Mr. Yates sustained injuries in a motor vehicle collision that took place in Minnesota. Mr. Yates incurred chiropractic bills for his injuries and applied to Founders Insurance for no-fault insurance benefits to cover those bills. Founders Insurance denied Mr. Yates’ claim. Mr. Yates then filed for no-fault arbitration and the arbitrator awarded Mr. Yates over $19,000 in chiropractic expenses, transportation costs, and interest. Founders then moved to vacate the award in district court and Mr. Yates moved to confirm the award.

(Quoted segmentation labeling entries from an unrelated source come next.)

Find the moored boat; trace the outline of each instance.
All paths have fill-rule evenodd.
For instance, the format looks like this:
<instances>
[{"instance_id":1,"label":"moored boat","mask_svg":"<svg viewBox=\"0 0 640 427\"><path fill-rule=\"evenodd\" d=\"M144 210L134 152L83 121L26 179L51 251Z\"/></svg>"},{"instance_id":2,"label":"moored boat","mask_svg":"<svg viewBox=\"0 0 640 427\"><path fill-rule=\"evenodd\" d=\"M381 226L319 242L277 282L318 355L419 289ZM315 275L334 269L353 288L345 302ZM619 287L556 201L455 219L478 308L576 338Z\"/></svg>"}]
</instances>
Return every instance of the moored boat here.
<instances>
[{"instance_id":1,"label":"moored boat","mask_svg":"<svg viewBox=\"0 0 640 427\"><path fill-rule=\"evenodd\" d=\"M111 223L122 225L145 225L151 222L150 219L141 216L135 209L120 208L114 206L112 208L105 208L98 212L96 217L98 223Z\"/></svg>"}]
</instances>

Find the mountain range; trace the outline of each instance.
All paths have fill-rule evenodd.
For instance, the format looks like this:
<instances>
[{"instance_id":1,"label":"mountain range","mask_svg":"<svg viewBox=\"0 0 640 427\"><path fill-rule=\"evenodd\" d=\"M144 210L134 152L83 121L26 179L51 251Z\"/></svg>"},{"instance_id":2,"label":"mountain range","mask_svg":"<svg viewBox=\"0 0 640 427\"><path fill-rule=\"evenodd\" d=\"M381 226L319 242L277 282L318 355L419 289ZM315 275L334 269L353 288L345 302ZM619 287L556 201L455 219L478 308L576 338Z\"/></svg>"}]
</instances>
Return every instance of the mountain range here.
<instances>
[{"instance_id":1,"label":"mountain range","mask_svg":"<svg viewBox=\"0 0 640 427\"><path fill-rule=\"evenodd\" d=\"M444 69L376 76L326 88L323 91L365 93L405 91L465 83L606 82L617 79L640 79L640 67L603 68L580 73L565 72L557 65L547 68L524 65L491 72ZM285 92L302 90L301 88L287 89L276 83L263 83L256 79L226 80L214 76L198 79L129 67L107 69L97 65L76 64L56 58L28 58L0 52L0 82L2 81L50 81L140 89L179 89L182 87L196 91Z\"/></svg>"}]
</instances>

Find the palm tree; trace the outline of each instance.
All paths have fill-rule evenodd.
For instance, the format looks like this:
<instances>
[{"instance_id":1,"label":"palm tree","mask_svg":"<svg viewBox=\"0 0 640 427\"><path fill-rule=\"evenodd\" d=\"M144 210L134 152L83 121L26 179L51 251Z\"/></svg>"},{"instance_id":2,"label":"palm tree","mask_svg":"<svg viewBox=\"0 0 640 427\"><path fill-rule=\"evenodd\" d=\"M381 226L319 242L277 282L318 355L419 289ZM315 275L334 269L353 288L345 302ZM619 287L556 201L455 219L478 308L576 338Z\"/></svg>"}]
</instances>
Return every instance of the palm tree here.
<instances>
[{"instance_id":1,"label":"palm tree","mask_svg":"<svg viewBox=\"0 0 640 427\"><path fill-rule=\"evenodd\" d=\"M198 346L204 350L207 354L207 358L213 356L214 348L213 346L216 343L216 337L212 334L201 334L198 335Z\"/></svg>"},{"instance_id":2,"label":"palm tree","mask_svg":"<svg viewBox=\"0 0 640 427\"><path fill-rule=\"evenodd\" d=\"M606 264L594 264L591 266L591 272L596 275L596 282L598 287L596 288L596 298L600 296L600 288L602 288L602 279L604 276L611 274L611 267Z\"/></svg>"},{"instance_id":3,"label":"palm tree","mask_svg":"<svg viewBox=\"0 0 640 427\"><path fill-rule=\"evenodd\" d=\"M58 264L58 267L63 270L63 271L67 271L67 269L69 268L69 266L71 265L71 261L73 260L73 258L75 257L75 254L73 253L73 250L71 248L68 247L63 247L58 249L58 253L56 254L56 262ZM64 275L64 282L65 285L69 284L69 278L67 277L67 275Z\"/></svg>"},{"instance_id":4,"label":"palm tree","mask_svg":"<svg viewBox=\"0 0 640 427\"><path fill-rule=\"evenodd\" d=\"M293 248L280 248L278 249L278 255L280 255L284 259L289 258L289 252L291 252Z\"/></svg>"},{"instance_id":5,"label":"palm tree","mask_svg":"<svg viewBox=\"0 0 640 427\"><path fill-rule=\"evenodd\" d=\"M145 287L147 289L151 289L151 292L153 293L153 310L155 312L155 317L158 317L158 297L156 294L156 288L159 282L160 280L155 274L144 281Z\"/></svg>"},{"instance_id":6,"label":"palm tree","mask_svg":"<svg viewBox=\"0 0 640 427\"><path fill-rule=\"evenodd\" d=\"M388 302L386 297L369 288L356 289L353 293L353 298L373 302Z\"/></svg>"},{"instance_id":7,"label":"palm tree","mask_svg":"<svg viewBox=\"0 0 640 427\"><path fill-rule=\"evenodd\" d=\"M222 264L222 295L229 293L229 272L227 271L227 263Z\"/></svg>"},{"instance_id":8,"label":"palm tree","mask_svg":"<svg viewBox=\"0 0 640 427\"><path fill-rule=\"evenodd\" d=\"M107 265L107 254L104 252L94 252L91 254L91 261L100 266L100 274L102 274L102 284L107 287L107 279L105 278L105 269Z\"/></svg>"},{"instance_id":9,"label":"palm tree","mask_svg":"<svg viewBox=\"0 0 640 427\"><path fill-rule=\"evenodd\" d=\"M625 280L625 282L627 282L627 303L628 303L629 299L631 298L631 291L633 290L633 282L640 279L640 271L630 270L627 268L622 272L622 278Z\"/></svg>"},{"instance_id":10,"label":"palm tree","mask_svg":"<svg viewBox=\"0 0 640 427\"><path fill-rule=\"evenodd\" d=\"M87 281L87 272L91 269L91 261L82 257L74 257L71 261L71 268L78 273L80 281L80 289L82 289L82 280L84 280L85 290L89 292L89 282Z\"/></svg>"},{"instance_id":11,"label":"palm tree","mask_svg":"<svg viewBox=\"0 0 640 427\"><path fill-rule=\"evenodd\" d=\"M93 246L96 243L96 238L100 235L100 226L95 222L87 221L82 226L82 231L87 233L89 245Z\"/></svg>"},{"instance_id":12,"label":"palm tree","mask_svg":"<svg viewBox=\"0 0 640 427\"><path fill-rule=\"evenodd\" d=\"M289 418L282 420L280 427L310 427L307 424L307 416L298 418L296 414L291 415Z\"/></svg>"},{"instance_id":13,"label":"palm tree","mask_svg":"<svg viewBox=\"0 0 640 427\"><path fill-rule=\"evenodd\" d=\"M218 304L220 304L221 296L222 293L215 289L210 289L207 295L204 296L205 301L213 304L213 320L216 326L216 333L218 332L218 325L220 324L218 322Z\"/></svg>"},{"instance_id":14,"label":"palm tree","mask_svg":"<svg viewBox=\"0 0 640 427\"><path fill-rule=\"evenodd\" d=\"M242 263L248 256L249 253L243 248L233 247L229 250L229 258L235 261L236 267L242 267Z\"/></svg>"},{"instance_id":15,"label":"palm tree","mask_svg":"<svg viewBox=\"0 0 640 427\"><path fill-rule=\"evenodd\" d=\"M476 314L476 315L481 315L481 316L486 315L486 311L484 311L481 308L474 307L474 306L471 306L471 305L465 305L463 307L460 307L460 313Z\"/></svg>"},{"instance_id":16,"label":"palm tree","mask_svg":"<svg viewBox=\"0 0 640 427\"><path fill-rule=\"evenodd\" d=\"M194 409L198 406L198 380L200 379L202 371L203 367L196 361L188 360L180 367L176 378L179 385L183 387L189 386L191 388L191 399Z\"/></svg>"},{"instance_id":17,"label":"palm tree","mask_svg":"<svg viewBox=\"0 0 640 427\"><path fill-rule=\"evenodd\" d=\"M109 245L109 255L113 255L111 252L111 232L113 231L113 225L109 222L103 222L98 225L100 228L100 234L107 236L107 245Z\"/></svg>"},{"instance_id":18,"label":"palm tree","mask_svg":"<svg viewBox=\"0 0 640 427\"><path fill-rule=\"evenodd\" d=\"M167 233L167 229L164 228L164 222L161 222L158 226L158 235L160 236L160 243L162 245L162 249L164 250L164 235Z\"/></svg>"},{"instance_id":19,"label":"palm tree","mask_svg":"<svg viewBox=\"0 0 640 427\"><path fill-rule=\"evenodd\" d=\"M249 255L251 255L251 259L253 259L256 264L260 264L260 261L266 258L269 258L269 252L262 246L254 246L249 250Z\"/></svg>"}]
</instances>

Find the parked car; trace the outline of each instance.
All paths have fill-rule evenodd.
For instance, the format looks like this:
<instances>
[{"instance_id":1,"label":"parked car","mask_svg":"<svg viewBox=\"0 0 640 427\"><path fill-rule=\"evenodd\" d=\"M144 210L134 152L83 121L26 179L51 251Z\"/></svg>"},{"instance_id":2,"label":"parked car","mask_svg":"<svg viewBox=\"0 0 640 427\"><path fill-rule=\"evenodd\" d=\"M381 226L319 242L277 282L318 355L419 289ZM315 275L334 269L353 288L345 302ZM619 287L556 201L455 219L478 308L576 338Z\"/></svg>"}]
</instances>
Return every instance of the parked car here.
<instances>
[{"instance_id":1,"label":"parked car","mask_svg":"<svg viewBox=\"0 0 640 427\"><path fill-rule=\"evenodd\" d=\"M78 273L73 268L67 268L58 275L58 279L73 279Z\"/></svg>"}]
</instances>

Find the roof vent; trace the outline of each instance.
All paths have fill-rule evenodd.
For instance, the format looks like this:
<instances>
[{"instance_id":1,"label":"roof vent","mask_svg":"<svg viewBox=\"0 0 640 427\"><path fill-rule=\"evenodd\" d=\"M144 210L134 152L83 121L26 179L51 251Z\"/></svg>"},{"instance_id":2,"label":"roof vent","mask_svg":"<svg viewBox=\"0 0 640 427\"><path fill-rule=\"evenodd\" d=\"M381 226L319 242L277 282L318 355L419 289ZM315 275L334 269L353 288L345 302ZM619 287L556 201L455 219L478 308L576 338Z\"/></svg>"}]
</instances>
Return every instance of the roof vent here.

The district court held that Founders was licensed to write insurance policies in the state of Minnesota and confirmed the award against Founders. Founders then appealed.
The issue on appeal was whether Minnesota Statutes section 65B.50 requires an out-of-state insurer that is not licensed to write motor vehicle collision no-fault and liability insurance policies in Minnesota, to provide basic economic loss benefits (or no-fault benefits) to its insured who was injured in a motor vehicle collision in Minnesota.
The appellate court noted that, contrary to the district court’s holding, the fact that Founders was licensed to write dramshop liability insurance policies in Minnesota did not necessarily mean it was licensed to write automobile no-fault and liability insurance policies as well. In fact, the appellate court found that Founders was, indeed, not licensed to write such automobile policies in Minnesota. Therefore, Minnesota Statutes section 65B.50 did not require Founders to provide no-fault insurance benefits to Mr. Yates, who was injured in a crash in Minnesota. The appellate court held that the arbitrator had exceeded his authority by awarding no-fault benefits to Mr. Yates and reversed the district court’s ruling.
The takeaway from this case is that an insurance company must be licensed to write no-fault and/or liability automobile insurance policies in the state of Minnesota to be compelled to provide no-fault benefits under Minnesota Statutes section 65B.50.